Though Russia is no longer subject to strict communist controls, its presidents have still sought out nationwide approval. Part of maintaining power and garnering popularity as president, according to Ori Z. Soltes, is recognizing the importance of religion.
“In the collapse of the Soviet Union and the development of Russia itself, in particular the rise to power of Putin, he has played the religion card in a very interesting series of ways.”
-Ori Z. Soltes, Professor, Georgetown University
At 2 p.m. Thursday, July 19, in the Hall of Philosophy, Soltes will discuss exactly how Russian President Vladimir Putin, and other presidents, have “played the religion card” in his lecture, “The New and Old Russia: Between Millennia: Religion from Gorbachev to Putin.”

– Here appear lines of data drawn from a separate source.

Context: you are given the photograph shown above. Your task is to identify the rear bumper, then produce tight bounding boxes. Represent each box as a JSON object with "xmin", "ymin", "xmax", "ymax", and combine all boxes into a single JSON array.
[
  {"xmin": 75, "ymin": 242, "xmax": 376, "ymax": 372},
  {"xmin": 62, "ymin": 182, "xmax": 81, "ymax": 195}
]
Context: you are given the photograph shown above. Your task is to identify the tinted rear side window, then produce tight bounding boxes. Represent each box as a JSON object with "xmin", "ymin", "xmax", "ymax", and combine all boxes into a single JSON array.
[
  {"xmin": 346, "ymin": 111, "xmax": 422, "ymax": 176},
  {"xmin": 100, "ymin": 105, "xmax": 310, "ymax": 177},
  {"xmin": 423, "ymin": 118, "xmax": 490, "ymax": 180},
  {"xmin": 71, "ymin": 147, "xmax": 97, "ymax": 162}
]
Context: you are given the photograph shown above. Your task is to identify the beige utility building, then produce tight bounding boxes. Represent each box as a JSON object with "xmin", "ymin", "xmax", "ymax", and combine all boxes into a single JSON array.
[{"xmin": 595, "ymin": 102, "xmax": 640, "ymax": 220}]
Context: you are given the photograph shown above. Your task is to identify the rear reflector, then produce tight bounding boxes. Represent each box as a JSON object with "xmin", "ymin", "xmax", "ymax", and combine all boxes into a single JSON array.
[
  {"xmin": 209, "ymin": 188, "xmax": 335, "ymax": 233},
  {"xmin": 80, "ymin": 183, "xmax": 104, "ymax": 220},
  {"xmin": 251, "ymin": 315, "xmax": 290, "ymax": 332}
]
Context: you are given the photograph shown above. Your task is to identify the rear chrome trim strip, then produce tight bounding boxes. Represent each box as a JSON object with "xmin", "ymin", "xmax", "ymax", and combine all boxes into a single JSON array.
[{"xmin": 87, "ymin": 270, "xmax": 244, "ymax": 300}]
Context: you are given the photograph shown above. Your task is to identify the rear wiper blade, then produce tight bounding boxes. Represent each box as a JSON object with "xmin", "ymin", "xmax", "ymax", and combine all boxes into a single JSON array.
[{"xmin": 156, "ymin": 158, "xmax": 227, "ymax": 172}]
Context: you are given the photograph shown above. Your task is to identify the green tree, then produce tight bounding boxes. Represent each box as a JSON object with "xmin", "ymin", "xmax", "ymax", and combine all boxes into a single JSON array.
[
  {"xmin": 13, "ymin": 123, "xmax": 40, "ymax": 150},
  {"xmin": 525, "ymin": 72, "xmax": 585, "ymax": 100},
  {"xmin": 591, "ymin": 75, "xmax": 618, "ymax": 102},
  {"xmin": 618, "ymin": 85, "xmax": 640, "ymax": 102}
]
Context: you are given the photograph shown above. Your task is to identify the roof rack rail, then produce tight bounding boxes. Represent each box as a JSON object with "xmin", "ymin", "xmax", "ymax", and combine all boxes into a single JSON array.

Soltes is a professor at Georgetown University and has led study tours through Russia throughout his career. This is his final lecture of the Week Four interfaith theme, “Russia and Its Soul.”
Appealing to the religious majority is an important part of Russian politics, Soltes said. This strategy began before the official end of the Soviet Union, under Mikhail Gorbachev’s term in 1990.
“Gorbachev returned control of a number of monasteries which had been under government control,” Soltes said. “Also, around 10 years ago, a brand new cathedral of Christ the Savior was built in Moscow, essentially replacing the one that was destroyed 80 or 90 years ago.”
By recognizing and supporting a Christian presence in Russia, presidents have appealed to a majority, Soltes said. However, under the Putin regime, there has been a clear effort to acknowledge other faiths that make up the country’s spiritual foundation.
“Putin has been very judicious about dealing with the Jewish minority, and he’s been very careful where he has encouraged and where he has discouraged anti-Semitic out- bursts,” Soltes said. “But also he’s been rather interesting with respect to the Muslim minority.”
Putin, Soltes said, has been surprisingly vocal about the Muslim minority in Russia, calling for inclusion and respect of all religions.
“As recently as back in January, Putin in The Moscow Times calls for a revival in Islamic education in Russia,” Soltes said.
However, Soltes believes this religious rhetoric is less of a call for diversity and more a representation of Putin’s “sense of realpolitik.”
“If he can propitiate religious minorities while at the same time not offending the Christian majority, then this can lead him to have the kind of control he wants to have,” Soltes said. “And currently, of course, he does.”
Soltes will use images to help audience members understand the role of religion in Russia’s current political regime. Images will be available, via smart device, through the link: chq.org/screen.